Cardiologist goes with the flow
Dr. Corey Goldman is fascinated with flow. The Tulane University vascular cardiologist was inspired by his computerized imaging studies of the body's veins and arteries to explore creating original art.
“Tidewind Laughter” is a “pure synthetic picture,” says vascular cardiologist Dr. Corey Goldman, who melded houses from different locations in the Fauburg Marigny into one image to create a neighborhood.
“It's very gratifying to see them go away so rapidly, right before your eyes.”
Goldman has trained medical residents how to perform CT angiography, creating images of the body's anatomy to identify blockages in vessels and abnormal chambers in the heart, without invasive surgery.The images are “like the 3D images made in Hollywood that have replaced cartoons,” he says. “The colors are beautiful and the quality of the images is astonishing. I began to think, rather than just using this technology with doctors, I might make beautiful images for myself and others.”
After Hurricane Katrina, the New York native began to appreciate the unique aesthetic of New Orleans architecture.
“Many houses were being repainted in bohemian colors and the vivid saturation started jumping out at me everywhere I looked. One day, I had a vision: All of these bright houses should be visualized at one time.”
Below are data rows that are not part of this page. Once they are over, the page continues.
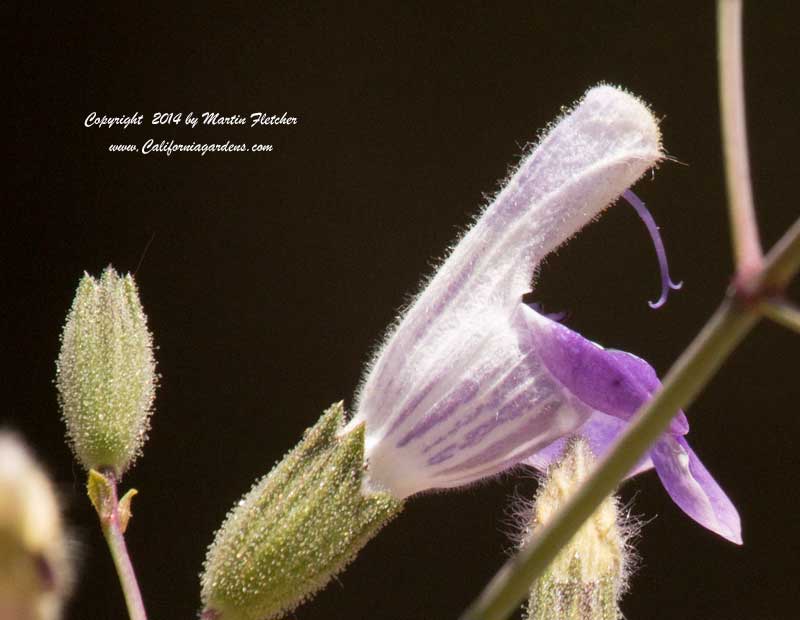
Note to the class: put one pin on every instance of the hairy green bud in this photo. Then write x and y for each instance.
(106, 375)
(296, 528)
(587, 577)
(35, 568)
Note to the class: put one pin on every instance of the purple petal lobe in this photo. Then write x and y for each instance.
(612, 382)
(666, 282)
(691, 487)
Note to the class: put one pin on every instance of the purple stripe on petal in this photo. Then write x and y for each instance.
(522, 373)
(458, 397)
(541, 423)
(411, 405)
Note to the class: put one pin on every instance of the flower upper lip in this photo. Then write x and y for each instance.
(470, 381)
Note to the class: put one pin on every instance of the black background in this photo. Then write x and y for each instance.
(271, 276)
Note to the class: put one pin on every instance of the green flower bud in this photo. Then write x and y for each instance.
(296, 528)
(106, 374)
(35, 571)
(588, 576)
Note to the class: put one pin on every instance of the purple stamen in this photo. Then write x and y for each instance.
(652, 228)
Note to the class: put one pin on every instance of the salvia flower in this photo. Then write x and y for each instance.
(461, 390)
(106, 375)
(467, 384)
(615, 384)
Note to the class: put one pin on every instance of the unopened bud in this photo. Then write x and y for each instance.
(296, 528)
(587, 577)
(35, 574)
(106, 374)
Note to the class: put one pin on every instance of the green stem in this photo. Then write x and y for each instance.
(687, 377)
(756, 282)
(783, 262)
(112, 532)
(783, 313)
(744, 229)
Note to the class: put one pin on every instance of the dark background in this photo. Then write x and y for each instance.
(272, 276)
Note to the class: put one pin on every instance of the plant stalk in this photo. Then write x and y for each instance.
(112, 531)
(744, 229)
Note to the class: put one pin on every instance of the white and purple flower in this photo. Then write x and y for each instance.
(472, 381)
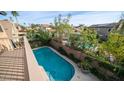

He uses the image technology to reconstruct blocks of houses from various locations, smoothing the images together to create a neighborhood, and adding other elements.
His artwork, Goldman says, is a representation of the revitalization of the Crescent City.
“I keep working with an image, until I sense a spiritual effect,” Goldman says. “Then the picture lets me know it's finished.”
He plans to keep creating the images with the hope that he and a friend, watercolorist Robert Guthrie, will open a gallery together in the French Quarter.